You could try linking your fiance to some other reading about unicorn hunting and seeing if that helps. But if he “won’t listen,” I’m not sure if he would read, either. I think the thing now is to change the flow of information here: instead of you trying to convince him of something, put the impetus on him to explain where he’s coming from. Why does he want these specific things, and what does he think they will provide, or protect him from? Talk through why he feels so insistent on “only girls,” and “into both of you” - he may actually be uncomfortable with opening the relationship and be using these rigid boundaries to try and protect himself from difficult feelings, rather than acknowledging them and working through them. Once those fears are named, they might be able to be addressed with things other than “unicorn hunting.”

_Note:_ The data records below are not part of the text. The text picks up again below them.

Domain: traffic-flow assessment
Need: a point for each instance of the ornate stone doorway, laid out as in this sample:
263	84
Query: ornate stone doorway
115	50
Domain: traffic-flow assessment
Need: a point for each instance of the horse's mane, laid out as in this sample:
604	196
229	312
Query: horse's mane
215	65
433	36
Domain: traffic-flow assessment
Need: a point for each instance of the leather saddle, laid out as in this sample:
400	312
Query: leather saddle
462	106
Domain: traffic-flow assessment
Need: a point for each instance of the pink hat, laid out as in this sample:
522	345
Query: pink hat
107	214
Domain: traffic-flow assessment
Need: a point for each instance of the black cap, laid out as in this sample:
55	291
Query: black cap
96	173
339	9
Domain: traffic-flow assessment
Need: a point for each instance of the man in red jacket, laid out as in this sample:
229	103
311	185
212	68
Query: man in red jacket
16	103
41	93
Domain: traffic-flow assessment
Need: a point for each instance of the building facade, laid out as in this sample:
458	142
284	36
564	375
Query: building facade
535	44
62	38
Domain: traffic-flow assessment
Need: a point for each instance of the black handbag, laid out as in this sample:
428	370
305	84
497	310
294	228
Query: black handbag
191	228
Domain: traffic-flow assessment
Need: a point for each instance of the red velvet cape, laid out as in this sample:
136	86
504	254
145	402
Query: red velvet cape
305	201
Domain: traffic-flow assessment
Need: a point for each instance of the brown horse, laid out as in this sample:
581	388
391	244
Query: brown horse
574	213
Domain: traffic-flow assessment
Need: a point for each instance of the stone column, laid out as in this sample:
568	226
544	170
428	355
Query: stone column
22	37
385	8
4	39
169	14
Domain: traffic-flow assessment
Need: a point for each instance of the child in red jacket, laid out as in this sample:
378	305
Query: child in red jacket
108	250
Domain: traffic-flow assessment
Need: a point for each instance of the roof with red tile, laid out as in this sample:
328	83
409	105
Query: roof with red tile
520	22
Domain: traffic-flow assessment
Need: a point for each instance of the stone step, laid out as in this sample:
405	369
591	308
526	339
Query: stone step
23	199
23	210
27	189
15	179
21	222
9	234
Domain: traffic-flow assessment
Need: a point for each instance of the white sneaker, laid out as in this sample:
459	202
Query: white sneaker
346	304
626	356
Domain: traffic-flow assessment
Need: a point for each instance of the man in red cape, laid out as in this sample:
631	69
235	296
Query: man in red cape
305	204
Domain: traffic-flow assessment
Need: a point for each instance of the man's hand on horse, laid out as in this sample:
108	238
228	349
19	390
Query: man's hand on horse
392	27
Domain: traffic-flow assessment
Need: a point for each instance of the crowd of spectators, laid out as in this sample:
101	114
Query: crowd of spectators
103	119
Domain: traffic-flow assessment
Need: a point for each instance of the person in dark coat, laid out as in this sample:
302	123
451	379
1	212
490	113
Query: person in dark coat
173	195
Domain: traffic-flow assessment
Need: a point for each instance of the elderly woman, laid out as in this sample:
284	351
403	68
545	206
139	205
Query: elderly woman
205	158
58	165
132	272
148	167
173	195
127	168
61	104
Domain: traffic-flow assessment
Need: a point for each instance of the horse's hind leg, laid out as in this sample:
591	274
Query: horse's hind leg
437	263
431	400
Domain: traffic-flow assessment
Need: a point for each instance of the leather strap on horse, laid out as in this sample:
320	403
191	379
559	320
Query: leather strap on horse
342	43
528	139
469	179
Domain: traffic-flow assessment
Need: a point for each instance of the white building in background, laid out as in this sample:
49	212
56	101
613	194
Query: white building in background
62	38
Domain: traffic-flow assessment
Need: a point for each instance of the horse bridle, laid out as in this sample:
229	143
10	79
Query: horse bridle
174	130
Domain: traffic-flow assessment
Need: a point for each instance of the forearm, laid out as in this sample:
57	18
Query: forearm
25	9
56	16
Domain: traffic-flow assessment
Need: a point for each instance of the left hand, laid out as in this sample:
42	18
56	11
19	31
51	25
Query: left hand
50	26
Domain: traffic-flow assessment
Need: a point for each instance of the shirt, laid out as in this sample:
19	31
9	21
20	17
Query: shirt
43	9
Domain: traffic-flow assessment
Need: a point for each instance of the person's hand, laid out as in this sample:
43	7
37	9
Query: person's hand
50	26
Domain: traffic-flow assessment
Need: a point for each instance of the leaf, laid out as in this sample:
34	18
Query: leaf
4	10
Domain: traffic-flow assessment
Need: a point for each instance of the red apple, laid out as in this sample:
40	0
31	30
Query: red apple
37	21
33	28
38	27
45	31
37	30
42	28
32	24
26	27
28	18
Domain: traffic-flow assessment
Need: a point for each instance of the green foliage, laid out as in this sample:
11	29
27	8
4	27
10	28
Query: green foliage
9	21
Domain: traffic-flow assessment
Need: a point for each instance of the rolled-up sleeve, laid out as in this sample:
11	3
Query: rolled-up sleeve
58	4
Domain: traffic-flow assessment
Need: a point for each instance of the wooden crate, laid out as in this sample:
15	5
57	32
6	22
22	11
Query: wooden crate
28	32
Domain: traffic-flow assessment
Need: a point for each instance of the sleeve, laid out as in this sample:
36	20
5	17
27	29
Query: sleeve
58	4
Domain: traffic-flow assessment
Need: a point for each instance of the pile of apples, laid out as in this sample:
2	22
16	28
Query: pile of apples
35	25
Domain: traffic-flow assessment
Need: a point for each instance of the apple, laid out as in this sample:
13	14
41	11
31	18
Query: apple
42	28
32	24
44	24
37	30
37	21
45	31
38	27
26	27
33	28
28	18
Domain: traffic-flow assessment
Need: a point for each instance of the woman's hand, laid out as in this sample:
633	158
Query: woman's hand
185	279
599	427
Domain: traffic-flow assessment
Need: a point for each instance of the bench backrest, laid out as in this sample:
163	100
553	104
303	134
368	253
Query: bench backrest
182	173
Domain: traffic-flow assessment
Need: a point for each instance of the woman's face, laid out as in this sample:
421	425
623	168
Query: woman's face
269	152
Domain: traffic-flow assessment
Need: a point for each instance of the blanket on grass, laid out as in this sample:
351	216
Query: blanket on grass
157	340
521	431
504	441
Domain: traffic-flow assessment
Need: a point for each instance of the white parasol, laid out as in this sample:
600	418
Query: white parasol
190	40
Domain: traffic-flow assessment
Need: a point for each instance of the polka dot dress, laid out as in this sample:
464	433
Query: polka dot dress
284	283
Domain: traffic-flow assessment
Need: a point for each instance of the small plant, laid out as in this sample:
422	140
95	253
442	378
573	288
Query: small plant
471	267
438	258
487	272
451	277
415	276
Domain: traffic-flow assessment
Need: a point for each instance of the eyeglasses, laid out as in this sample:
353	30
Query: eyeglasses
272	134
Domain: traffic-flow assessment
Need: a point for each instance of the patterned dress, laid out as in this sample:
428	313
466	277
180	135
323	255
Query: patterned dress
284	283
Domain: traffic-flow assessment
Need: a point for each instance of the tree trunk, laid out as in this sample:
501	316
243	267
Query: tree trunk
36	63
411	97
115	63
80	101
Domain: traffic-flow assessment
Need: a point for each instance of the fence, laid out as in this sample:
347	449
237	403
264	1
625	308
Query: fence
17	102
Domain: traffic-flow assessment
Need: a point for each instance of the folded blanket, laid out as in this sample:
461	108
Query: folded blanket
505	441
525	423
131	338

He might see the challenges you’ve laid out as a feature, not a bug - if he lays down so many criteria that this third person is impossible to find, he gets ‘credit’ for opening the relationship without having to ever be in an actual open relationship with a third party involved. If he feels like he wouldn’t be able to try non-monogamy in a healthy and happy way, he should be honest with you and say “either this is just not going to work for me, and we need to figure out whether that’s a dealbreaker for you; or I’d need to do a lot more self-work on jealousy, security, sexuality, etc. before we can try this out.”
Honestly, I would think long and hard about marrying anyone who I could describe as “won’t listen” in any circumstance. Even on something silly - if there’s a restaurant I don’t like, and my partner “won’t listen” when I try to explain what I don’t like about the food, that’s still not okay, and it reflects an underlying lack of respect or communication skills that is not something I need in a relationship. Of course he’s not obligated to agree with you on everything, and this is a situation where he is very much has the right to say “I don’t feel as comfortable as you with the polyamorous arrangement you’re suggesting,” but “willingness to listen” is very different. Whether or not you two decide to go forward with non-monogamy, think about whether he has a pattern of refusing to see your perspective on something, and what his inability to hear you out means for your future together.